Definition (Over-representation analysis, hypergeometric test). Given a hit list $S$ (e.g., differentially expressed genes) of size $n$ drawn from a universe of $N$ genes, and a GO term $T$ annotating $K$ genes in the universe, the overlap $k = |S \cap T|$ follows a hypergeometric distribution under the null that $S$ is a random subset: $$P(X = k) = \frac{\binom{K}{k}\binom{N-K}{n-k}}{\binom{N}{n}}$$ The one-sided $p$-value for over-representation is $P(X \geq k) = \sum_{x=k}^{\min(K,n)} P(X = x)$. After BH correction over all tested terms, enriched terms with small adjusted $p$-value represent biological processes disproportionately represented in the hit list.
from math import comb
def hypergeometric_pvalue(N, K, n, k):
# P(X >= k), X ~ Hypergeometric(N, K, n)
return sum(
comb(K, x) * comb(N - K, n - x) / comb(N, n)
for x in range(k, min(K, n) + 1)
)
def over_representation(hit_set, gene_sets, universe):
N = len(universe)
n = len(hit_set & universe)
results = []
for term, genes in gene_sets.items():
K = len(genes & universe)
k = len(hit_set & genes & universe)
if K > 0 and k > 0:
p = hypergeometric_pvalue(N, K, n, k)
results.append((term, k, K, p))
return sorted(results, key=lambda x: x[3])
Definition (Gene Set Enrichment Analysis, GSEA). ORA requires a hard threshold to define the hit list. GSEA avoids this: it takes a ranked list of all $G$ genes (ranked by signed LFC or $-\log_{10}(p)$) and a gene set $T$. Walking down the ranked list, an enrichment score ES is computed as a running sum that increments by $1/|T|$ when a gene in $T$ is encountered and decrements by $1/(G - |T|)$ otherwise.
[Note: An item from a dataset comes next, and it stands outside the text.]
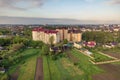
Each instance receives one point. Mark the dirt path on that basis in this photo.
(39, 69)
(112, 72)
(15, 75)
ES($T$) is the maximum deviation from zero. A large positive ES means genes in $T$ cluster at the top of the list (preferentially up-regulated). Significance is assessed by permutation of gene labels.
def gsea_score(ranked_genes, gene_set):
n = len(ranked_genes)
n_set = sum(1 for g in ranked_genes if g in gene_set)
n_miss = n - n_set
if n_set == 0 or n_miss == 0:
return 0.0
running, max_dev = 0.0, 0.0
for g in ranked_genes:
running += 1.0 / n_set if g in gene_set else -1.0 / n_miss
if abs(running) > abs(max_dev):
max_dev = running
return max_dev
Co-expression networks. A gene co-expression network is an undirected weighted graph where nodes are genes and edge weights measure similarity of expression profiles across samples. The Pearson correlation $\rho_{gg'}$ between the expression vectors of genes $g$ and $g'$ (over all samples) is the most common similarity. WGCNA (Weighted Gene Co-expression Network Analysis) raises correlations to a power $\beta$ chosen to enforce scale-free network topology: $w_{gg'} = |\rho_{gg'}|^\beta$. Hierarchical clustering of the resulting adjacency matrix partitions genes into modules -- groups of co-expressed genes. Each module is summarized by its eigengene (first principal component), which can be correlated with external traits to find biologically relevant modules.